Eine Option wäre, dass man es wie im American Football oder beim Rugby macht. Und einfach die Wiederholung auch auf dem Bildschirm im Stadion zeigt und nicht nur auf den Fernsehgeräten daheim. Da hat man aber dann gleich wieder das nächste Problem: Stellen Sie sich vor, wie es auf den Rängen der Dänen abgegangen wäre, wenn alle sehen, dass das viel zu wenig für einen Elfmeter war. Da möchte ich nicht in der Haut des Schiris stecken.

Ein unlösbares Problem also? Irgendjemand ist immer der Leidtragende?

Ein zumindest schwer lösbares Problem. Und der Königsweg zur Lösung ist immer noch derselbe, egal wie viel technische Erneuerungen wir noch einbauen: Wir brauchen Schiedsrichter, die auf der Höhe sind, die das Spiel lesen, Fingerspitzengefühl haben. Ich vergleiche den VAR gerne mit einem Airbag im Auto. Wir sind froh, dass wir ihn haben. Am schönsten wäre es aber, wenn er nie zum Einsatz käme. Wenn jetzt ein Schiri pro Spiel dreimal den VAR – also seinen Airbag – braucht, dann ist das ein schlechtes Zeichen. Vermutlich ist er dann mit der Situation überfordert. Und das darf auf einem solchen Niveau nicht mehr passieren. Punkt.

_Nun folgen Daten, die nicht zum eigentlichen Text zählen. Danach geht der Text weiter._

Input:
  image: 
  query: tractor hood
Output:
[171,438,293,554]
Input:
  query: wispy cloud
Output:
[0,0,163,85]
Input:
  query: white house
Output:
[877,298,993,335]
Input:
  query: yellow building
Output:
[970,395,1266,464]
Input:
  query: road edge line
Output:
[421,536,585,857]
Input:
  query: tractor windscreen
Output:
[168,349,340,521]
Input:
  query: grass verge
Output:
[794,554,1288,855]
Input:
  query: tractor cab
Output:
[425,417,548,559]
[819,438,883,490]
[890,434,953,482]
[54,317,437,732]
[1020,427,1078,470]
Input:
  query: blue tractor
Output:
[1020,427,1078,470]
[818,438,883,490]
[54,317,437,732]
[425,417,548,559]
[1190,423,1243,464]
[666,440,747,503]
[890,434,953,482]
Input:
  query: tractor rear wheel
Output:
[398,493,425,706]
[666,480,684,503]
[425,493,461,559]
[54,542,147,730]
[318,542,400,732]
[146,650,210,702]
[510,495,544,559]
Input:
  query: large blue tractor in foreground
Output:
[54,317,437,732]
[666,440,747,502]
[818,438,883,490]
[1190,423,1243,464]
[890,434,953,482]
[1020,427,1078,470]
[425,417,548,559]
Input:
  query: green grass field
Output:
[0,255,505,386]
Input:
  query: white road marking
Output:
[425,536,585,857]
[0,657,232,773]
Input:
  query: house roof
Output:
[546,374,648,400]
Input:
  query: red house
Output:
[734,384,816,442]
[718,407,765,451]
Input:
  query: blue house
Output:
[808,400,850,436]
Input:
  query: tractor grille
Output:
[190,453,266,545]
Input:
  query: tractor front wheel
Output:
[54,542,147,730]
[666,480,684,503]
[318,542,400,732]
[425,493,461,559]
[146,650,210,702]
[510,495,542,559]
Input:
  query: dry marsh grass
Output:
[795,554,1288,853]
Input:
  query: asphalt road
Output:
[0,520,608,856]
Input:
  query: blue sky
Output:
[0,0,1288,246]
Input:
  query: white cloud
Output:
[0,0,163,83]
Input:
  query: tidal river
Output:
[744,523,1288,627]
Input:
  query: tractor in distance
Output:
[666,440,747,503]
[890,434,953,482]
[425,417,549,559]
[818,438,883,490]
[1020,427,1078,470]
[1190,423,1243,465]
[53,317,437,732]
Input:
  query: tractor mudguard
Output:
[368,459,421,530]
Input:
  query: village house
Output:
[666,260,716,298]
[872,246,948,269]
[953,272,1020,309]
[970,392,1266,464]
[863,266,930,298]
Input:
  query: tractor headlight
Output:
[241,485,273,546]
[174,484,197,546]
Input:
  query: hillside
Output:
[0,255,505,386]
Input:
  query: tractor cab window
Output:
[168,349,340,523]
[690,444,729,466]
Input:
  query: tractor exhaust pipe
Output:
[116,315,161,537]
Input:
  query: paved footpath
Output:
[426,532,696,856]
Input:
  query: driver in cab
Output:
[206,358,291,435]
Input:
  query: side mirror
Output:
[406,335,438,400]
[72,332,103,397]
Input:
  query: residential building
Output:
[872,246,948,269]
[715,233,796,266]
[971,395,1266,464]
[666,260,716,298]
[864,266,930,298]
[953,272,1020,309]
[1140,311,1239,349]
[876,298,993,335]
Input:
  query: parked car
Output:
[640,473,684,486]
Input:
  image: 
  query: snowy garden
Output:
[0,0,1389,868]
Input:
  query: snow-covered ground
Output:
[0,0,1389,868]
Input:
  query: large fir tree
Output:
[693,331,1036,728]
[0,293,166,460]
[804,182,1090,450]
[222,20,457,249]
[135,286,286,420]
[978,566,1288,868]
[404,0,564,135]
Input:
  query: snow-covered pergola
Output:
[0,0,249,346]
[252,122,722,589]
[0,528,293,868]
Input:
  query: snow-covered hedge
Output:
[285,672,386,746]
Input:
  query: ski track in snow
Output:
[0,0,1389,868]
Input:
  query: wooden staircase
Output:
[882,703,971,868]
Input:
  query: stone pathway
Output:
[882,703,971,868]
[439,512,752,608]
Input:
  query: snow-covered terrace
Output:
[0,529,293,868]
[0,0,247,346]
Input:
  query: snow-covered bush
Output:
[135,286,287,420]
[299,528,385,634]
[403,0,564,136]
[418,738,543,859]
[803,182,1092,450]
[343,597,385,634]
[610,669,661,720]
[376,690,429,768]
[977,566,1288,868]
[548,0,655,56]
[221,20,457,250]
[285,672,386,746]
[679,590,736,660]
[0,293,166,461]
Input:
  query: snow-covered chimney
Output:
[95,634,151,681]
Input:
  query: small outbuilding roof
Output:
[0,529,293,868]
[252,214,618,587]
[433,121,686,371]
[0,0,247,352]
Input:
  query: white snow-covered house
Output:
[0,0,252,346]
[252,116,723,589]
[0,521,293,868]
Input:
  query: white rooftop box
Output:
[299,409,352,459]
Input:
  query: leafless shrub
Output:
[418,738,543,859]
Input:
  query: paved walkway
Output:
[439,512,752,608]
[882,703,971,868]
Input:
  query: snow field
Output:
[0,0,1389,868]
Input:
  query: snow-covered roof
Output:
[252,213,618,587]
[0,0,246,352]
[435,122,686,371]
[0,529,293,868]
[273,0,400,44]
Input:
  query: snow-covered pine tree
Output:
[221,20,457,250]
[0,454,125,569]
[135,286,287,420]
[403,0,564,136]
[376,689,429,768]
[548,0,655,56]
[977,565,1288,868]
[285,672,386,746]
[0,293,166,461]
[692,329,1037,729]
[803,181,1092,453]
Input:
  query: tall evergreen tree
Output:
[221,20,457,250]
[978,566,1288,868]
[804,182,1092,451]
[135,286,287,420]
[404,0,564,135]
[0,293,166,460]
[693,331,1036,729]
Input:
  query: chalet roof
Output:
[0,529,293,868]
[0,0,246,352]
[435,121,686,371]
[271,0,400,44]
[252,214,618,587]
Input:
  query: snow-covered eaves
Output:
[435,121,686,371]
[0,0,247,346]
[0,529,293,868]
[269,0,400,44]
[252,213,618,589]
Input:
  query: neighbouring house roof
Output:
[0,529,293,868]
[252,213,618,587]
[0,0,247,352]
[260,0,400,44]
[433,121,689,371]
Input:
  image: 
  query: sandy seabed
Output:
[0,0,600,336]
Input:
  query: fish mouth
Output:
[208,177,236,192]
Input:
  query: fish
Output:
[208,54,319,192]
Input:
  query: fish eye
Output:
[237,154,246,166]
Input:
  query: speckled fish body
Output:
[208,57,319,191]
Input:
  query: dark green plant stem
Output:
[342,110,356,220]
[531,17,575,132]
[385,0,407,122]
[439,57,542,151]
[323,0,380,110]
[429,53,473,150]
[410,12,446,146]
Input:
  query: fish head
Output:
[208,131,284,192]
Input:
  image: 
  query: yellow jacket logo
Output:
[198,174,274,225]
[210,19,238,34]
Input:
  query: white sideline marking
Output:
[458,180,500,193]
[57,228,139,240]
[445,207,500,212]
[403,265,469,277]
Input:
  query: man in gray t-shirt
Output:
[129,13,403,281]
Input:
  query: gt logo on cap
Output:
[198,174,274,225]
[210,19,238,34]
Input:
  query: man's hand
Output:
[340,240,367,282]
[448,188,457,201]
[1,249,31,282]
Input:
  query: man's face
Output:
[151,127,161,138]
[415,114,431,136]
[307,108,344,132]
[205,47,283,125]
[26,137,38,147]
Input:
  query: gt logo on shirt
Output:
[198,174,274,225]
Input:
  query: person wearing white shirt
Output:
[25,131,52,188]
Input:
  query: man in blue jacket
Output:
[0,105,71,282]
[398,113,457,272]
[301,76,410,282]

Mit oder ohne Fangnetz – wann pfeift ein Schiri konzentrierter, besser, sicherer?

Sie sind also prinzipiell skeptisch, was weitere technische Erneuerungen im Fußball betrifft?

Das würde ich so nicht sagen, nein. Ich war zusammen mit Sepp Blatter einer der ersten, der sich damals für die Torlinientechnik einsetzte. Schlichtweg deshalb, weil das menschliche Auge nicht in der Lage ist, zu erkennen, ob der Ball jetzt die paar Zentimeter hinter der Linie war oder nicht. Du kannst es nicht sehen und musst trotzdem eine Entscheidung treffen? Ja verdammt noch mal, wie soll das denn gehen? Hier war der Einsatz von Technik notwendig. Und die Torlinientechnik ist etwas, was ich im Fußball nicht mehr missen möchte. Sie führt zu keinerlei Diskussionen, ist notwendig und absolut fair. Bei Abseitsentscheiden mithilfe von VAR bin ich da hingegen nicht so sicher. Ich denke, dass man da noch vielleicht nach besseren Alternativen suchen kann. Eine etwas skurrile Alternative hatte ich 2006 sogar schon zur Debatte gestellt.

Welche?

Ich warf damals in den Raum, das Abseits doch einfach komplett abzuschaffen. Ähnlich wie im Land- oder Feldhockey, wo das Abseits gelöscht und der Sport – da sind sich alle Beteiligten einig – attraktiver, schneller, spannender wurde. Auch im Fußball würde dies dem Spiel erlauben, zu atmen, es würde die Räume breiter machen, das Spiel auseinander ziehen. Außerdem würden eben lästige Diskussionen bezüglich Abseits komplett wegfallen.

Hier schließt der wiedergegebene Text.